By segregating the infrastructure code to this folder, we can easily configure the pull requests reviewers and trigger infrastructure build/ deployment workflows based on the path.
src Folder
As the abbreviated name implies, this is where we host all application source code. In this example, I have further subdivided the sections. However, depending on your scenario, your team must agree on what works best for them.
If you are working on a modern .NET MAUI project, this sort of project structure works well for you to maintain shared code at a top level for the rest of the delivery types.
tests Folder
This folder entirely depends on how your team delivers automated testing and how mature your testing is. So while all the illustrated subfolders don’t need to be there, depending on your automated tests, you can structure this folder to your team’s needs.
There have been controversial questions raised in the past should we maintain unit tests closer to the source code of each artifact type. Indeed, I am not against that. However, if you are developing your frontend applications using Angular, Vue, and React by default, have your tests sit next to your source code.
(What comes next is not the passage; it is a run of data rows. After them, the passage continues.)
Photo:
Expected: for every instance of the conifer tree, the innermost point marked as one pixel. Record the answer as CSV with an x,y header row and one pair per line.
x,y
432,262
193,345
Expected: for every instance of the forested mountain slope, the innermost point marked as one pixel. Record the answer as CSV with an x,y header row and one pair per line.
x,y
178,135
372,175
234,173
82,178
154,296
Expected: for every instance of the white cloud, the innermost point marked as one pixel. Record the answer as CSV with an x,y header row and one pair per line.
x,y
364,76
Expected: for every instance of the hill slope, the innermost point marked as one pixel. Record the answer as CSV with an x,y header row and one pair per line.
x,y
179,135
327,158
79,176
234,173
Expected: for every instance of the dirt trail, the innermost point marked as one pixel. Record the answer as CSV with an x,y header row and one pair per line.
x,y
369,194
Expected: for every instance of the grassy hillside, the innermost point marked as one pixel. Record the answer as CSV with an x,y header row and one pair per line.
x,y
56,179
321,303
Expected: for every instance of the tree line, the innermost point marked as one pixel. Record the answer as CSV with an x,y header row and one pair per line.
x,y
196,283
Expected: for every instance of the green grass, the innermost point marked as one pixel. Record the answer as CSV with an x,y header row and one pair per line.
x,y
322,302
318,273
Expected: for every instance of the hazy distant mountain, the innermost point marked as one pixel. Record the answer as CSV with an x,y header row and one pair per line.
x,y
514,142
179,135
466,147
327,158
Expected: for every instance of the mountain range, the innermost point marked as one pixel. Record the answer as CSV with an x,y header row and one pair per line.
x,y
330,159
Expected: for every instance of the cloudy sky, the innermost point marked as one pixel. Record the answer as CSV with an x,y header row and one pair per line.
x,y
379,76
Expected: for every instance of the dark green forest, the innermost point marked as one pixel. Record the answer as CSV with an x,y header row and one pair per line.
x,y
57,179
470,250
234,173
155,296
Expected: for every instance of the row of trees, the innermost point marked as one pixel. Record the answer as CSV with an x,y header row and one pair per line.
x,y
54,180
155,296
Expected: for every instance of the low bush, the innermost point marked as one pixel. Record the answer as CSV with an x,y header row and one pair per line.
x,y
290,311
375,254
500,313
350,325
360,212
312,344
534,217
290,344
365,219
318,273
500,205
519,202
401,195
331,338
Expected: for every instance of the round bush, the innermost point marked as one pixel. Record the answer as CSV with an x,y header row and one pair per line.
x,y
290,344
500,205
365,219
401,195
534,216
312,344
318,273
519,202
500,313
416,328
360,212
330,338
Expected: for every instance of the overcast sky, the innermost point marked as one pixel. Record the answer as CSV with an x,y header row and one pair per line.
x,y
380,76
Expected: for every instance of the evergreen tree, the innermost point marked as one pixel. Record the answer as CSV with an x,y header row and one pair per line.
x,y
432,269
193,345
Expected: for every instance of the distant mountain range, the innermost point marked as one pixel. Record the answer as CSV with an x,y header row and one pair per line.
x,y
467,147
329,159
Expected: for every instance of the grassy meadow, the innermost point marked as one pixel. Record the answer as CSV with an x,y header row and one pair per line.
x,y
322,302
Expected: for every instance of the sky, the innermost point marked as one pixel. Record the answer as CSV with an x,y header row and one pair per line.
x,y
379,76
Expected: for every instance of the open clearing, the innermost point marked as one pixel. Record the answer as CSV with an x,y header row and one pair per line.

However, in .NET, there is no such constraint and where there is no constraint, I suggest maintaining your tests-related code in this folder for one good reason. During security and code vulnerability scans, if for any noise you don’t want to retro-fix your entire solution, it’s easier to exclude this path from your scans because this code never reaches production servers. By all means, I don’t suggest ignoring them forever. But you can identify what is more critical vs trivial.
.gitignore File
You can read more about the intention of this file here. Having a structure baked into your project now would be much easier to maintain one standard .gitignore file to meet the needs of your entire project at the root.
README.md File
This file should be the starting point for your project. If any new member joins the project, this is the entry point to your source code. It should provide a brief description of your project and lays the foundation for understanding the project structure. Also, it should contain the links to the various sections under the /docs
to explain things further and help them get going as soon as possible.
Conculsion
For a development team, having a structure that the team can universally adopt to any project is a great way to reduce the additional learning curve. However, it is debatable how we should name each folder, whether we should use abbreviations such as env
, src
or be more specific. There isn’t a golden rule. My simple rule is if there isn’t one in place, talk with your team and agree on a structure. If you already have one, now that you know certain modern practices, see how much it aligns and discuss changes with your team. Think about the top level, and keep the structure extendible for various projects.
Whichever you go, document it so that you have a baseline. Keep evolving and innovating. It’s a journey of continuous improvement.